Prelude to Bruise*, the first full-length collection by Saeed Jones, is unflinching and intimate, fierce and achingly vulnerable. It’s a remarkable collection, perhaps the most highly anticipated book of poems to appear this year, and it is not to be missed.
These poems in Prelude to Bruise are firmly grounded in the body, and in one body in particular. The collection traces, with some digressions, the life of “Boy,” who is young, black, queer, and growing up in the South. These poems are often autobiographical, both political and personal in their evocation of the lived experience they shape and are shaped by. They are mesmerizing and dramatic.

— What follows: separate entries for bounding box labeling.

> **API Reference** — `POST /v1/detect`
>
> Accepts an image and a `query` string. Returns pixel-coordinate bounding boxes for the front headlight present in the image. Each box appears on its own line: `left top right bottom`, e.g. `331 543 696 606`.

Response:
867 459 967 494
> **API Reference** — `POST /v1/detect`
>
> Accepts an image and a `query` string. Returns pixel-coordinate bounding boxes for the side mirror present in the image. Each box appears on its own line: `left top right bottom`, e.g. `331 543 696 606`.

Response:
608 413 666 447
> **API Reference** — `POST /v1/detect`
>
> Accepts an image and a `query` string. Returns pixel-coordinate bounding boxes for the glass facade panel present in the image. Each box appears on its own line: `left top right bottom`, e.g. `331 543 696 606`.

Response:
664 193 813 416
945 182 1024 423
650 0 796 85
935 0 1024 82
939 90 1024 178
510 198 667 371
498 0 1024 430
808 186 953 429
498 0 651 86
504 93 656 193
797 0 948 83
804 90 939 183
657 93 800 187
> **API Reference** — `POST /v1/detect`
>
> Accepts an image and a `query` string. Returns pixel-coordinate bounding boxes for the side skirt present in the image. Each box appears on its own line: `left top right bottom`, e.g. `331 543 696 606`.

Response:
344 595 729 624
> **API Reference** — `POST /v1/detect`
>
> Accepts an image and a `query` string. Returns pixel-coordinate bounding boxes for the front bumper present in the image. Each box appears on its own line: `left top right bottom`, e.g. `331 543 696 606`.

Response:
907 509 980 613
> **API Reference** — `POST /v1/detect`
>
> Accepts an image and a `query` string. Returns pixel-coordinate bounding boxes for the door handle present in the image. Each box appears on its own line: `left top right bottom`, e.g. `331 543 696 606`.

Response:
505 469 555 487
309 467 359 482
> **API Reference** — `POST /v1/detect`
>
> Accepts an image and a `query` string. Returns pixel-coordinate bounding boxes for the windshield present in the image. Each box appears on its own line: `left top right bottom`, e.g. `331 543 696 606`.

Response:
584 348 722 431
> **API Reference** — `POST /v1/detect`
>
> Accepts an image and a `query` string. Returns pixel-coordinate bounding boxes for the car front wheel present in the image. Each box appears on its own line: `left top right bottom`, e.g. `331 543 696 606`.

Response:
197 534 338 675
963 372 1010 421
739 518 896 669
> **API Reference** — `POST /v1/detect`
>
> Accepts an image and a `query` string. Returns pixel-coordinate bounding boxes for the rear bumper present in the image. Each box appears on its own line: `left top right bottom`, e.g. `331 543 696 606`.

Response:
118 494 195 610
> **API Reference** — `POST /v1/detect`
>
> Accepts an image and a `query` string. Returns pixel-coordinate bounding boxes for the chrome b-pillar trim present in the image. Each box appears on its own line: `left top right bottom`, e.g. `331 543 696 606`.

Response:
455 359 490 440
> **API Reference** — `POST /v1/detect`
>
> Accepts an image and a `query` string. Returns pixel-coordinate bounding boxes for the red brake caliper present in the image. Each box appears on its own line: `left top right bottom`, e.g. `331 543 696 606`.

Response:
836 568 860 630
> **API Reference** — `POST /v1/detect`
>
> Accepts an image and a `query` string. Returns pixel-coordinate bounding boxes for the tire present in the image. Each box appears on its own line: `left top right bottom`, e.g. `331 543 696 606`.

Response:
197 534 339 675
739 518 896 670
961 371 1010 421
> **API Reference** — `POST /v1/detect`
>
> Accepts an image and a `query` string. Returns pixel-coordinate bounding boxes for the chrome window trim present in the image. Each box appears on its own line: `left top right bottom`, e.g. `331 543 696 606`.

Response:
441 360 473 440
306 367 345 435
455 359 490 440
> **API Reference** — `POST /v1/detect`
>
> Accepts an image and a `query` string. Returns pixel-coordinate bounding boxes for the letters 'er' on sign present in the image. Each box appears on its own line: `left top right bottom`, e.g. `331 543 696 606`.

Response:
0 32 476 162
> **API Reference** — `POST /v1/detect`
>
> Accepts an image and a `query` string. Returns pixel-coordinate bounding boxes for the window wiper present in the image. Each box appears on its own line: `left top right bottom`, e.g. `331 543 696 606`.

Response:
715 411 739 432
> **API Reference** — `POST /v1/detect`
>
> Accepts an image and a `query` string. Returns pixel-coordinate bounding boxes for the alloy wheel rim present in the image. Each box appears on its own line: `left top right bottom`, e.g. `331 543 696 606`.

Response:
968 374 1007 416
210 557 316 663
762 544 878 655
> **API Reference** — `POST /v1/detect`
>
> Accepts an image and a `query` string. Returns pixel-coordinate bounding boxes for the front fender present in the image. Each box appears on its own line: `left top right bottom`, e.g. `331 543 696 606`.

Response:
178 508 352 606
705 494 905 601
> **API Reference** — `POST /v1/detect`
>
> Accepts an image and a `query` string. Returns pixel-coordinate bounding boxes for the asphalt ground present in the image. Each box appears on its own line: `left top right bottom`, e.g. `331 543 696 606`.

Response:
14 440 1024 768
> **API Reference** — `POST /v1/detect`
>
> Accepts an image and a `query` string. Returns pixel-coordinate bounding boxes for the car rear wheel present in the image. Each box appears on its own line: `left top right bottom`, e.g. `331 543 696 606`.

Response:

Mr. Jones’s skill and versatility are impressive. Here you’ll find poems of varying forms, meters, and lengths. In some poems, like “Prelude to Bruise,” which lends its title to the collection, Mr. Jones explores the emotive possibilities of just a few key words (black, back, body, burning, broken); in others, metaphors and imagery take center stage (one of my favorites lines is “The dress is an oil slick”).
Prelude to Bruise is divided into six sections, and while the autobiographically inclined poems make up a large portion of the collection, poems in which Mr. Jones enters other lives (and deaths) appear throughout. Here, in poems like “Daedalus, after Icarus,” “Jasper 1998,” and “Lower Ninth,” we find a poetic voice attuned to detail and perspective, alive with empathy.
Take, for example, “Isaac, after Mount Moriah,” which you can read here thanks to the fine people at Linebreak. The calm image of a boy so deeply asleep that rain pools “in the dips of his collarbone” is shattered when we realize, in the the next line, that the speaker is his father, Abraham, who was ready to kill Isaac on Mount Moriah. Seeing his son’s fear, even in sleep, Abraham wonders, “What kind of father does he make me this boy / I find tangled in the hair of willows, curled fetal / in the grove?” It both is and is not the right question to ask; we’re ask to hold in our minds both the image of the father giving his son a blanket without disturbing him and the image of the vulnerable boy (“curled fetal”) that father raised his hand against. It’s a complicated, engaging poem, gracefully rendered.
Mr. Jones writes beautifully and powerfully about specific experiences tied to universal concerns –life, death, danger, desire, family. Prelude to Bruise is highly recommended.
*I received a copy of this book from the publisher for review purposes, which did not affect the content of this review.